Though civilian service is firmly anchored in the constitution together with military service, it is supposed to be reserved for exceptional cases. Originally, conscientious objectors had to explain their doubts in front of a commission, which would determine whether or not they would be sent to the civilian service. The civilian service would last eight months, the same length as military service. The law was amended in 1991 so that objectors only need to declare their objection, rather than facing a commission. As a result, the number of objectors rose, so the length of the civilian service was increased in stages: first to 10 months in 1992; then 11 months; then 12 months in 1997 (including two weeks of holiday entitlement).
Between 1 April 2002 and 30 September 2005, the Zivildienstverwaltungs Ges.m.b.H., a daughter company of the Austrian Red Cross, was responsible for distributing civilian service personnel on the order of the interior ministry. This ended when the constitutional court determined this activity as part of government, and demanded integration into the ministry. Since October 2005, the Zivildienstagentur, which answers directly to the Bundesministerium, handles all civilian service cases.
In 2004, military service was shortened to six months on the recommendation of a commission on reforming the military. Accordingly, the length of civilian service was amended to nine months in 2006. Civilian service personnel, however, have the option to add another three months to their service for better pay through a private contract.

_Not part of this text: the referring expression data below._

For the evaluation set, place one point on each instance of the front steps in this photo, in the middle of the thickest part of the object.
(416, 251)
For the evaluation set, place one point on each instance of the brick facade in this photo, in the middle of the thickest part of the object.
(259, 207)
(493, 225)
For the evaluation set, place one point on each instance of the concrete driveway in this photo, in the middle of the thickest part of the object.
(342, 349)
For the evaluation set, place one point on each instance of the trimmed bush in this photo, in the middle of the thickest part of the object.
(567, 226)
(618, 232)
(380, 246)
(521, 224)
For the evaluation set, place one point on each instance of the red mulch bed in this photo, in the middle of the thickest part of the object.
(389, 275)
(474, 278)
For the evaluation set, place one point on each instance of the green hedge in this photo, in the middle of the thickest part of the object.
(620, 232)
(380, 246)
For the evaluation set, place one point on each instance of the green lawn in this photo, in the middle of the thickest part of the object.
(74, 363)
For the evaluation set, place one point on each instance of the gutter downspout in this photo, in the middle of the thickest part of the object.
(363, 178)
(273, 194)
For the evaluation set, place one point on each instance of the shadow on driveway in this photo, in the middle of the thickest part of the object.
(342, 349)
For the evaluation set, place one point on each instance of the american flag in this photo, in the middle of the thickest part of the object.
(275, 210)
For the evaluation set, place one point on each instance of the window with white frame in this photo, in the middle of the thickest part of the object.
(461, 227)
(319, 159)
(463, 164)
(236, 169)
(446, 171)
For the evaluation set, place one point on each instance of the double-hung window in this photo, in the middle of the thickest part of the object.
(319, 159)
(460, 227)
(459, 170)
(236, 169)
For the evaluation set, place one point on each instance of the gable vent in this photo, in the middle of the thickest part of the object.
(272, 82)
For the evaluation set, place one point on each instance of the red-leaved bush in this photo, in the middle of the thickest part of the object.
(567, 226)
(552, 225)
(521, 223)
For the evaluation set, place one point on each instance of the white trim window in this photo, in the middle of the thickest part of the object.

In 2008, just over 12,000 young men served in the civilian service in Austria. In 2009, it was 13,122. In 2010, it was 12,981. In 2011, it was 13,510. Women are not obliged to serve in the military and are therefore also exempt from civilian service which is, after all, only a substitute for military service.
The organisation for which most civilian service volunteers work is the Austrian Red Cross. Beyond that, many civilian service personnel work in the care of the elderly and in hospitals. Further organisations are, for example, the Samaritans, kindergartens, volunteer fire brigades, and other social organisations which care for the disabled or refugees. Some small numbers are also used in agriculture.
Since 1992, civilian personnel have the opportunity to work abroad. Andreas Maislinger took the idea from the Action Reconciliation Service for Peace. The foreign service is not officially part of the regular civilian service, but a substitute which exempts its participants from the civilian service. The foreign service lasts twelve months and can be served in the memorial, social, or peace services. These placements are very popular, so participants often have to wait for years in order to receive one.
There has been years-long controversy in Austria as to the feeding of civilian service personnel. In 2001, an amendment to the law gave employers a duty to ensure the proper nutrition of civilian service personnel, but did not define what "proper nutrition" entails.
As a result, many employers of civilian service personnel chose to pay only €6.00 EUR per day in food money, resulting in many protests and complaints. In the opinion of civilian service personnel, €6.00 EUR per day is insufficient to guarantee proper nutrition. As a result, the issue was taken to the courts in October 2005. The judgement agreed that €6.00 EUR per day is insufficient, and determined that an appropriate amount would be between €11.26 EUR and €13.60 EUR per day. This is the same amount to which military personnel are entitled.
Civilian service personnel are banned from owning or carrying weapons for fifteen years after completing their civilian service, which could impact negatively on their future employability. Those who served in the civilian service were also forbidden from later joining the police service in Austria. However, the law was amended in 2010 to introduce certain circumstances under which the weapon ban could be lifted to pursue a career with the police or border control. This involves former civilian service personnel making a declaration that their conscientious doubts are over.